Italiani sempre più no-fisco

12/03/2007

    sabato 10 marzo 2007

    Pagina 25 – Economia

    IL FENOMENO DILAGA SOPRATTUTTO TRA I GIOVANI

    Italiani sempre più no-fisco

      Studio di Bankitalia denuncia: è cresciuta la propensione a evadere

        Tollerano meno
        le tasse gli autonomi
        Tra i dipendenti in
        prima fila gli operai

          FABIO POZZO
          TORINO
          Che gli italiani non vadano d’accordo col Fisco già si sapeva. E’ un rapporto, burrascoso, che si perde nel passato. E che – nonostante le politiche mirate, gli appelli e i richiami, l’inasprimento dei codici – putroppo non fa registrare inversioni di tendenza. Anzi, la rotta appare sempre più tracciata.

          La conferma si ha da uno studio della Banca d’Italia, che analizza le opinioni dei nostri connazionali sulla fiscalità e che testimonia come, tra il 1992 e 2004, dunque dodici anni, la propensione ad evadere nel Bel Paese sia cresciuta. E come, se non bastasse ancora, il problema delle risorse sottratte all’erario sia sempre meno considerato una questione politica ed economica di rilievo.

          Le cifre non lasciano margine a dubbi. A giudicare grave o gravissima l’evasione è il 76,3% degli intervistati, contro l’83,2% registrato da un’analoga indagine condotta dall’Amministrazione finanziaria all’inizio degli Anni Novanta.
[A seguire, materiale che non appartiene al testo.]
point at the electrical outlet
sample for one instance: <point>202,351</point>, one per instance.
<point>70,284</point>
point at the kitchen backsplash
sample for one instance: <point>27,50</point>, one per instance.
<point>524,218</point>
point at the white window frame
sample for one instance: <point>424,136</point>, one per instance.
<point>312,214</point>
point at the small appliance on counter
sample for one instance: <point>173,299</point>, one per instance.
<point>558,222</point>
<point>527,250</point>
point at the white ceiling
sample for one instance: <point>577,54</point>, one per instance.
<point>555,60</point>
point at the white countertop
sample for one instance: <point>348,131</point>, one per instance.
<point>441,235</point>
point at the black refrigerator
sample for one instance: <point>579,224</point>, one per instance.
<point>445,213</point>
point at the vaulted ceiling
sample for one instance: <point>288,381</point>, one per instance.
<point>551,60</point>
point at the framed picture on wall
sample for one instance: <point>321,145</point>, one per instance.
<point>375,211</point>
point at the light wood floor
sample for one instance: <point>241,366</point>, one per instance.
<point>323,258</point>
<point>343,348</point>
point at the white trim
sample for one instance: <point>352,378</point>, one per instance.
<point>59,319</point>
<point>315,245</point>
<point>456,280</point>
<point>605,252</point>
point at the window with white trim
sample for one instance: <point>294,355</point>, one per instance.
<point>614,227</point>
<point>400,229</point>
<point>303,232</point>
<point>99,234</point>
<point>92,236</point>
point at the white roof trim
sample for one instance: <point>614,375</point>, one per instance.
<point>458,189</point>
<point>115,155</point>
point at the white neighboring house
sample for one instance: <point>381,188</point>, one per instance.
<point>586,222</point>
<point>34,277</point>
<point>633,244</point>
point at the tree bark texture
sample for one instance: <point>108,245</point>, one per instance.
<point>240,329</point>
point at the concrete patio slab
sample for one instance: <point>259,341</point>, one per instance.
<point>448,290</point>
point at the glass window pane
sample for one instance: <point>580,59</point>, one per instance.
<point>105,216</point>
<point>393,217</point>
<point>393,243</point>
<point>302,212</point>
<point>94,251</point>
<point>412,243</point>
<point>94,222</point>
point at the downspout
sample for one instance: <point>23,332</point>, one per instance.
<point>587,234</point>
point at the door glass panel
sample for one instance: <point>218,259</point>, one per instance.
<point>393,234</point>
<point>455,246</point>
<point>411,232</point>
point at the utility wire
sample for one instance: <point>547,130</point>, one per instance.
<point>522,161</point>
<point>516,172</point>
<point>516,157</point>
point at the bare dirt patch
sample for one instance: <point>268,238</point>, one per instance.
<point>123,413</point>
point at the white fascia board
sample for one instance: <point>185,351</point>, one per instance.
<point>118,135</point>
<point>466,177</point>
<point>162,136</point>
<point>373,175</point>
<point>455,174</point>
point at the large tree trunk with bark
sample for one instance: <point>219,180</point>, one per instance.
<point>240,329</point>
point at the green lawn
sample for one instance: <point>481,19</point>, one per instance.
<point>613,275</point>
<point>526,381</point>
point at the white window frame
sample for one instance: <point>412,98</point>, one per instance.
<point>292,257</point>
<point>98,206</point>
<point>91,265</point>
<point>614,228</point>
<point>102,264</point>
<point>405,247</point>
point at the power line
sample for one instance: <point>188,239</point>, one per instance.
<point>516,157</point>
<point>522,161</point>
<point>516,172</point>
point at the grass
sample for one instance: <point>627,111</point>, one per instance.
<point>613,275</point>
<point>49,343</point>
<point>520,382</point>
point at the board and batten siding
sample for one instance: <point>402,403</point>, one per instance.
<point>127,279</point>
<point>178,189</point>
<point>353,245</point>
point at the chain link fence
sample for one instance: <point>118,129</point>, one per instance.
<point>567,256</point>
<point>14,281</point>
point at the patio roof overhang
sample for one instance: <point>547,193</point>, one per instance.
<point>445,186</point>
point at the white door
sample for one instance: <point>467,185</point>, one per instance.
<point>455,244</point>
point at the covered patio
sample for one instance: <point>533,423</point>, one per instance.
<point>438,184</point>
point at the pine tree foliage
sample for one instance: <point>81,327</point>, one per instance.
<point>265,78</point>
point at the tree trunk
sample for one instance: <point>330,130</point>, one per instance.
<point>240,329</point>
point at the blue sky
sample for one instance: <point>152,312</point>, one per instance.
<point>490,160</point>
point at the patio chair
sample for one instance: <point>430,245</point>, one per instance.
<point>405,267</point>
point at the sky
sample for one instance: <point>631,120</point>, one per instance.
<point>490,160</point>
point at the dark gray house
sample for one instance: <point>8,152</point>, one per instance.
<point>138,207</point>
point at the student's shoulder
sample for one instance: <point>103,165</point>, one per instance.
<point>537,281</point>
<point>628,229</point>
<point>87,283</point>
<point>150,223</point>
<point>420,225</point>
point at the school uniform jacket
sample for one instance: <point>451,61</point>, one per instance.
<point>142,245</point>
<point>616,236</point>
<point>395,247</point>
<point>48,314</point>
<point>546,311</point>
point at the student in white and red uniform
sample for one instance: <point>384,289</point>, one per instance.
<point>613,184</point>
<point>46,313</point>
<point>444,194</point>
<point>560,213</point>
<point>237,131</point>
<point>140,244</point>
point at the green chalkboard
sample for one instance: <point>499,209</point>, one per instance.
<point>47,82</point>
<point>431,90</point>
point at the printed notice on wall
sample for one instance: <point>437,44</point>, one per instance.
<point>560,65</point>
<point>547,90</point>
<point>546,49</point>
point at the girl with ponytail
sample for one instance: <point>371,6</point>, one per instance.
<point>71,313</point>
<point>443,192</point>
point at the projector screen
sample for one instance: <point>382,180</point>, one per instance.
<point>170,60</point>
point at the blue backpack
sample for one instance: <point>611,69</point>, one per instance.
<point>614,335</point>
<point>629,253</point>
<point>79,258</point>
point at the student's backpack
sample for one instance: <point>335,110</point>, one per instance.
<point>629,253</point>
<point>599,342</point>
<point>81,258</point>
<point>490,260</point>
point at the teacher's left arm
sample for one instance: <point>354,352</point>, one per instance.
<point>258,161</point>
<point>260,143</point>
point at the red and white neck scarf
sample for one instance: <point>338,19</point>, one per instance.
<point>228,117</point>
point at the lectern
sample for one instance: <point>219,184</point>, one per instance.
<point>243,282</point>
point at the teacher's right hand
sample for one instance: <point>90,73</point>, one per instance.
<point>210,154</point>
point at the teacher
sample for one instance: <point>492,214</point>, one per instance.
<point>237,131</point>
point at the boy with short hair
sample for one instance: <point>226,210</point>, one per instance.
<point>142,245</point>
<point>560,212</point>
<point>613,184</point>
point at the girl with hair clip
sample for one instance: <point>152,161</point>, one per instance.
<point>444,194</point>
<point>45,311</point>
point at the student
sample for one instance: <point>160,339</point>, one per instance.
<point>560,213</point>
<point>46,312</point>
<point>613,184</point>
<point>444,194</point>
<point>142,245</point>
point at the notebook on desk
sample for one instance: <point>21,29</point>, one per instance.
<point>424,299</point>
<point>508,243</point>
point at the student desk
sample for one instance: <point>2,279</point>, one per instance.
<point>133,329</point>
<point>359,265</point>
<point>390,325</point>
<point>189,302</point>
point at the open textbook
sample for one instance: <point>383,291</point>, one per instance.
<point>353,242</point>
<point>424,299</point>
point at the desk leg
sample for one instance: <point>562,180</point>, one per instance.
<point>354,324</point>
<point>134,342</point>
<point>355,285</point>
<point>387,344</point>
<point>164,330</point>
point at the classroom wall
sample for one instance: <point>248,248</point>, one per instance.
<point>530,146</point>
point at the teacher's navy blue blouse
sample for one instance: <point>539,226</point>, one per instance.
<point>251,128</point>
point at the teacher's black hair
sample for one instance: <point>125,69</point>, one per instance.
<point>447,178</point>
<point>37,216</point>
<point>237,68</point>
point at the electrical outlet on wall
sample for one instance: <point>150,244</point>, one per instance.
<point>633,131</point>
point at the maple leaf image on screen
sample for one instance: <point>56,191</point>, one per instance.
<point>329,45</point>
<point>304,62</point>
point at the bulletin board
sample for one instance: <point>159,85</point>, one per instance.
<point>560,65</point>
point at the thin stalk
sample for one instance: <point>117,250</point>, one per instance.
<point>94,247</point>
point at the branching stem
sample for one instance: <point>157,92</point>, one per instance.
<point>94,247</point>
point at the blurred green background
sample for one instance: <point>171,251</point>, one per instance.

Sono aumentati, per contro, coloro che considerano la questione «un problema come gli altri» o addirittura «marginale»: dal 16,7% al 23,8%. Quanto ai controlli per sconfiggere il fenomeno, scende – dal 61,2% al 38,8% – la quota di chi ritiene necessario un incremento degli stessi, mentre aumenta – dal 6,2% all’8,8% – quella di coloro che ne chiedono una diminuzione. E ancora, sono sempre meno (dal 50,5% al 32,7%) gli italiani che vogliono un Fisco che metta il naso più dettagliatamente in casa, ufficio dei connazionali con un tenore di vita elevato.

          Lo studio di Bankitalia disegna anche un identikit dell’italiano poco amico del Fisco. E’ giovane, con meno di 40 anni, ha un basso livello d’istruzione – via via che cresce l’età e il cursus scolastico il grado di tolleranza diminuisce – e svolge un lavoro autonomo (sale da 8,8% all’11,5% la quota di chi chiede una tassazione forfettaria). E ancora, vive in province con alti livelli di disoccupazione (dove, dunque, il lavoro irregolare è molto più diffuso), scarsi servizi pubblici (perché pagare lo Stato?) ed elevata criminalità (il rispetto delle regole è più basso). Tra i dipendenti, la propensione ad evadere risulta maggiore per gli operai e minore, invece, per i dirigenti e i quadri direttivi.

          All’italiano piace, poi, il federalismo fiscale (48% a favore, 26% contro), ma soprattutto al Nord (51%, al Sud 49%), mentre ama sempre meno i condoni: il 32,1% ritiene che premino gli evasori e scoraggino gli onesti, contro il 18,2% del 1992.